Since fetal surgery is highly specialized, some experts said that the results may not be as good in hospitals with little experience and that more work is needed to better determine who will benefit most.
"Caution is necessary here," Dr. Joe Simpson of Florida International University and Dr. Michael Greene of Massachusetts General Hospital wrote in an editorial.
It was a grueling ordeal for many expectant mothers in the study. Many who had the fetal surgery needed to move near the surgery center in case they delivered early. The editorial writers noted that only 15 percent of those who expressed interest in the study chose to participate. Others were either ineligible or did not want to take the risk.
Seven years after fetal surgery, Evan Terrell of Nashville, Tenn., is more active than his parents ever hoped. He swims, rides his bike and plays basketball with his friends. Soon after birth, Evan went through intensive physical therapy to strengthen his legs. He needed braces and inserts in his shoes to help him walk as a toddler, but no longer requires any assistance.

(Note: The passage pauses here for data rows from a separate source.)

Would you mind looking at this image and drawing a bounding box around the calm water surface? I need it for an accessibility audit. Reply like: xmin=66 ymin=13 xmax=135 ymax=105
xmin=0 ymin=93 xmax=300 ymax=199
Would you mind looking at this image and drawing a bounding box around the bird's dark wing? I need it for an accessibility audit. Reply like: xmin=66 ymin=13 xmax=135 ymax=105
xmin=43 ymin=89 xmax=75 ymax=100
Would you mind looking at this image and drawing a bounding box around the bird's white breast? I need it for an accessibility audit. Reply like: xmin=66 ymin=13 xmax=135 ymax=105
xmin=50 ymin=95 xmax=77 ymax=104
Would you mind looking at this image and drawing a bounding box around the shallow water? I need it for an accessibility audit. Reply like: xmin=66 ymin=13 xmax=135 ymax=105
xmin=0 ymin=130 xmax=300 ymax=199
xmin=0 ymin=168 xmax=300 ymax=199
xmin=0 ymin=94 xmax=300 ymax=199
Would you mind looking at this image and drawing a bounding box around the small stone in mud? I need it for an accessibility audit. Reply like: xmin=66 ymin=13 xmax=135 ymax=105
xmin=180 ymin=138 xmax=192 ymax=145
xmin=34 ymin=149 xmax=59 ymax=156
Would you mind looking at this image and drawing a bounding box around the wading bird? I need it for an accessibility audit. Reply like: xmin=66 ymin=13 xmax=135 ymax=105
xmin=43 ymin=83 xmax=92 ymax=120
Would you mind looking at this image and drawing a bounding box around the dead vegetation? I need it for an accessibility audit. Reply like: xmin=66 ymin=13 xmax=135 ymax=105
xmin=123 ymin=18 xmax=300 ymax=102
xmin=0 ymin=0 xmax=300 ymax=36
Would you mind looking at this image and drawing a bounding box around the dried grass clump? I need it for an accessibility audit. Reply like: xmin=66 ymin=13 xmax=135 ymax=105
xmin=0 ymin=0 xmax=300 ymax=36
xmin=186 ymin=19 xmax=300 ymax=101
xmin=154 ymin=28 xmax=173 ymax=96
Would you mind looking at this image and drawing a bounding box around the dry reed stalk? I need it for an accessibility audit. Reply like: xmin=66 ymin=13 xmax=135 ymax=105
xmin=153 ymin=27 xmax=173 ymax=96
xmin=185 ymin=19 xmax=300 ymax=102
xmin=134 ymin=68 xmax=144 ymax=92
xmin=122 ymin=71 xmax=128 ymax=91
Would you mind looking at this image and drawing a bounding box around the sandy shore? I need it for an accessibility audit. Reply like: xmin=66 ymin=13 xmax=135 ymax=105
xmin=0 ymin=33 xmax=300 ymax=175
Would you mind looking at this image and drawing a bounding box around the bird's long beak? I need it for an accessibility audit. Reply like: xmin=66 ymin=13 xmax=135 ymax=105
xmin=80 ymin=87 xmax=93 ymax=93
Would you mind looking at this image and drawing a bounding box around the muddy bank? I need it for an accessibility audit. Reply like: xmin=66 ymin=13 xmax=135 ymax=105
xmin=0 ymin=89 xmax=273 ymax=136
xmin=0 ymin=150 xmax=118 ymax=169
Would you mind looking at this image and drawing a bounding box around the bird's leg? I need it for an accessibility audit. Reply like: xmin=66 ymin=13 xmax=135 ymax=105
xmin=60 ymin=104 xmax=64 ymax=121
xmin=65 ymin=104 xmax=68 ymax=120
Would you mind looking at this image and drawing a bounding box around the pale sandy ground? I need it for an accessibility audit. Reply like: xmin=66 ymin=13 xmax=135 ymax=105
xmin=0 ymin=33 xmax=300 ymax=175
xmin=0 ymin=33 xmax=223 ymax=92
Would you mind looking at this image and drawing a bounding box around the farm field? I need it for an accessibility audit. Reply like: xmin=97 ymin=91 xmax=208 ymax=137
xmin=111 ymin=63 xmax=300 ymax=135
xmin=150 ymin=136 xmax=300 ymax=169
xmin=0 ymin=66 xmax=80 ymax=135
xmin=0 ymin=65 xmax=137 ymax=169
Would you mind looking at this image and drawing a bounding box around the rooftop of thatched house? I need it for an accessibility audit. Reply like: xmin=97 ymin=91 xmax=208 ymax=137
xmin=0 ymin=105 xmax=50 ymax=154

His mother, Kristie Terrell, who participated in the study at Vanderbilt and stayed in the hospital for a month, said she is thankful that he didn't need a shunt in his brain.
"He is a bouncing, hyper, beautiful boy," she said.
Vanderbilt performed the first fetal surgery for spina bifida in 1997 on Daniel Meyer, at 29 weeks. Today, the technique is done earlier in pregnancy.
Now 13, Daniel uses a wheelchair, but that doesn't stop him from going fishing and playing tennis and basketball, according to his mother, Cory Meyer.
Daniel had an operation last year to replace the brain tube put in after he was born. He also has some bladder problems but is otherwise healthy.
"I'm totally happy with the decision that we made" to have fetal surgery, said the boy's father, Scott Meyer. "I think it's helped out a lot of kids."